In the summer of 1966, the Hough neighborhood on Cleveland's East Side became the site of one of the most significant urban uprisings in the city's history. By that year, Hough had transformed dramatically over the preceding decade: restrictive banking and real estate practices, combined with segregated public housing placement, had pushed displaced African Americans into neighborhoods like Hough, and an influx of Black migrants from the South during the Second Great Migration accelerated the shift from a white to a Black community by 1960. By 1966, more than 66,000 people lived in Hough, nearly 90 percent of them African American. Years of substandard and overcrowded housing, discriminatory pricing by local merchants, and police harassment had left the neighborhood primed for unrest.
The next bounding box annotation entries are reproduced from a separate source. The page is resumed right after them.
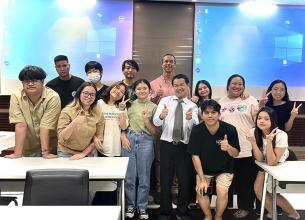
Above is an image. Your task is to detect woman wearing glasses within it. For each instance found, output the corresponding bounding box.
[57,82,104,160]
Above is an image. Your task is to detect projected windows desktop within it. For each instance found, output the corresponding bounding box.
[193,4,305,100]
[1,0,132,93]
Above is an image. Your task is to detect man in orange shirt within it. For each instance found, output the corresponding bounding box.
[150,53,176,104]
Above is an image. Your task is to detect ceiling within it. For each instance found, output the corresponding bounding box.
[143,0,305,5]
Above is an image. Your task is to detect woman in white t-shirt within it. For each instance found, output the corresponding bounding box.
[97,81,128,157]
[247,107,300,219]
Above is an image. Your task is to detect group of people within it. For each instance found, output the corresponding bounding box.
[7,54,301,220]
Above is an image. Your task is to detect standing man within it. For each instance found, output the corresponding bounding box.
[153,74,198,219]
[46,55,84,108]
[122,60,140,100]
[150,53,176,104]
[188,99,240,220]
[7,66,60,158]
[150,53,177,204]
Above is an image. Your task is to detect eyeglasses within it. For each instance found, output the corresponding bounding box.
[82,92,96,99]
[87,69,102,75]
[22,79,41,85]
[113,85,125,95]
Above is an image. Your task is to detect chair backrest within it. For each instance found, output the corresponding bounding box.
[286,149,298,161]
[23,169,89,206]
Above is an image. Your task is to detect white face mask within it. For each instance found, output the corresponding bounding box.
[88,73,101,83]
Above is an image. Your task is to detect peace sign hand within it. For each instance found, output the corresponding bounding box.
[290,102,302,118]
[266,127,278,143]
[191,95,199,103]
[259,90,271,108]
[185,108,193,120]
[119,95,130,111]
[220,134,229,151]
[159,104,168,120]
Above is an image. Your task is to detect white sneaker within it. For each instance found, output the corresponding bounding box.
[125,208,135,218]
[139,209,149,219]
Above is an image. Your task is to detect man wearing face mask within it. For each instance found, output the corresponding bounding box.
[85,61,108,99]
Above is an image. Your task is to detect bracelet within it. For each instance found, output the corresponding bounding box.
[41,149,49,156]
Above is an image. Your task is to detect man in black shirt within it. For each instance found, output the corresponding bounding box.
[122,60,140,100]
[46,55,84,109]
[188,99,240,220]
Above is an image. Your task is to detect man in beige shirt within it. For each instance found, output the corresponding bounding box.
[7,66,60,158]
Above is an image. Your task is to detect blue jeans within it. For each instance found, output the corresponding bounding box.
[57,150,72,157]
[121,131,154,210]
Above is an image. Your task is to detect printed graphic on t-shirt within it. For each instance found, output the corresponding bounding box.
[104,112,119,120]
[221,104,248,113]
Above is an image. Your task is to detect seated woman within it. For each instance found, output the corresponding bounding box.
[57,82,104,160]
[247,107,300,219]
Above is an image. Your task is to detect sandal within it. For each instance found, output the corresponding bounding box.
[288,212,301,220]
[233,209,249,218]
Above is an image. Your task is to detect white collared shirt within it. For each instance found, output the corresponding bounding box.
[153,96,199,144]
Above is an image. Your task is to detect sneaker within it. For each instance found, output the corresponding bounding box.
[125,207,135,218]
[139,209,149,219]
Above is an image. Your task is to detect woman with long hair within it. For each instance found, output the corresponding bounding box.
[191,80,212,107]
[248,107,300,219]
[121,79,157,219]
[266,79,302,131]
[219,74,262,218]
[57,82,104,160]
[97,81,128,157]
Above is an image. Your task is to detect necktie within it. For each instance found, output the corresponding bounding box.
[173,99,183,143]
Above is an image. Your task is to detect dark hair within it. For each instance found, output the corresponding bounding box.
[130,79,151,101]
[172,74,190,85]
[200,99,221,114]
[254,106,277,149]
[266,79,289,106]
[102,81,127,105]
[54,55,69,64]
[18,66,47,81]
[195,80,212,106]
[227,74,246,91]
[122,60,140,72]
[161,53,176,64]
[85,61,103,75]
[74,82,98,110]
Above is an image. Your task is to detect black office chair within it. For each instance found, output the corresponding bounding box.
[0,189,18,206]
[23,169,89,206]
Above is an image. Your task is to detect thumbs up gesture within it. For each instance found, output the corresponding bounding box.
[220,134,230,151]
[185,108,193,120]
[291,102,302,118]
[157,85,164,97]
[159,104,168,120]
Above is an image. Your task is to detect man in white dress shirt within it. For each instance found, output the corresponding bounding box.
[153,74,198,219]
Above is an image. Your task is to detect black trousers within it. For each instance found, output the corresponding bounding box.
[160,141,192,215]
[234,157,258,211]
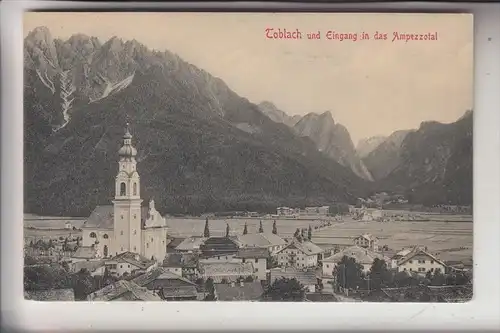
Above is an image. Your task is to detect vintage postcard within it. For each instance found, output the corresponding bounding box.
[24,12,473,302]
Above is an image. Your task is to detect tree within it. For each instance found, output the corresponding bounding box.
[203,217,210,238]
[431,268,446,286]
[333,256,363,289]
[205,278,215,301]
[265,278,305,302]
[368,258,392,290]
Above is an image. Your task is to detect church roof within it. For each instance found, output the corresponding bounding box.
[83,205,149,229]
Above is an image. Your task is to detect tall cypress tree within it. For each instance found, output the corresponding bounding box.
[203,217,210,238]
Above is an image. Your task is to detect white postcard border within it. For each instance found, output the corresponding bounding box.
[0,1,500,332]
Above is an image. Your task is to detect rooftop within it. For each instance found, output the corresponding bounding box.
[24,289,75,301]
[87,280,161,302]
[271,267,318,286]
[108,252,155,269]
[214,282,264,301]
[238,232,286,247]
[323,246,389,265]
[72,246,97,259]
[235,247,270,259]
[175,237,207,251]
[280,241,324,255]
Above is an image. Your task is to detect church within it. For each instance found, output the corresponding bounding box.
[82,124,167,262]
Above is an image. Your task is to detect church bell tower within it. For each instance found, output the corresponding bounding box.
[111,123,142,254]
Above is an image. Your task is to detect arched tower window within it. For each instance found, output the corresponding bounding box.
[120,183,127,196]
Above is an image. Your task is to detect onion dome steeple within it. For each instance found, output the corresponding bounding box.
[118,123,137,158]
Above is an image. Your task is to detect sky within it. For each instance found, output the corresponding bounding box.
[24,13,473,144]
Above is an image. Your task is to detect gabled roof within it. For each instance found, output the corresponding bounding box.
[132,267,196,287]
[323,245,389,265]
[214,282,264,301]
[398,246,446,266]
[175,237,207,251]
[234,247,270,259]
[107,252,155,269]
[87,280,161,302]
[82,205,149,229]
[200,262,253,277]
[278,241,323,256]
[271,267,318,286]
[71,246,97,259]
[162,253,198,268]
[354,234,377,241]
[24,289,75,301]
[238,232,286,247]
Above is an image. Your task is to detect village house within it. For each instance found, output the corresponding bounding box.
[200,262,255,283]
[322,245,390,281]
[269,267,318,293]
[237,232,287,255]
[87,280,162,302]
[234,247,271,281]
[132,267,199,301]
[200,237,239,258]
[175,236,208,253]
[167,236,184,253]
[397,246,447,275]
[105,252,157,276]
[82,124,167,262]
[276,241,323,268]
[162,253,198,280]
[353,234,379,252]
[214,281,264,301]
[24,289,75,302]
The unrest began on the evening of July 18, 1966, when the white owner of the Seventy-Niners Café, at Hough Avenue and East 79th Street, refused a Black customer a glass of water. As a crowd gathered outside in anger, police were unable to control the growing crowd, and rock-throwing escalated into vandalism and looting that spread through the surrounding neighborhood.
Over the next several days, Hough was gripped by vandalism, looting, arson, and gun violence, stemming from years of racial tension and discrimination against Black residents. Four African Americans were killed during the unrest, roughly 30 people were injured, close to 300 were arrested, and approximately 240 fires were set, resulting in an estimated $1 to $2 million in property damage. Mayor Ralph Locher called in over 2,000 members of the Ohio National Guard to help restore order, and although the Guard secured Hough by July 20, unrest continued to flare in nearby Black communities for several more days.
City officials, including Mayor Locher, initially claimed the riot had been planned and sustained by Black nationalist or communist organizations, a narrative reinforced when a grand jury was convened under foreman Louis B. Seltzer. Frustrated by this conclusion and the lack of supporting evidence, the Hough community organized its own citizens' investigation, led by future Congressman Louis Stokes, which found that deep-seated neglect, abuse, and disrespect toward Hough residents were the true causes of the uprising.
The uprising left a lasting mark on Cleveland. The following year, Carl Stokes was elected mayor, becoming the first African American mayor of a major U.S. city. The riots also accelerated population loss and economic decline in Hough that persisted for decades. Today, a Cleveland Civil Rights Trail marker stands at the site of the former Seventy-Niners Café, commemorating the uprising's place in the city's civil rights history.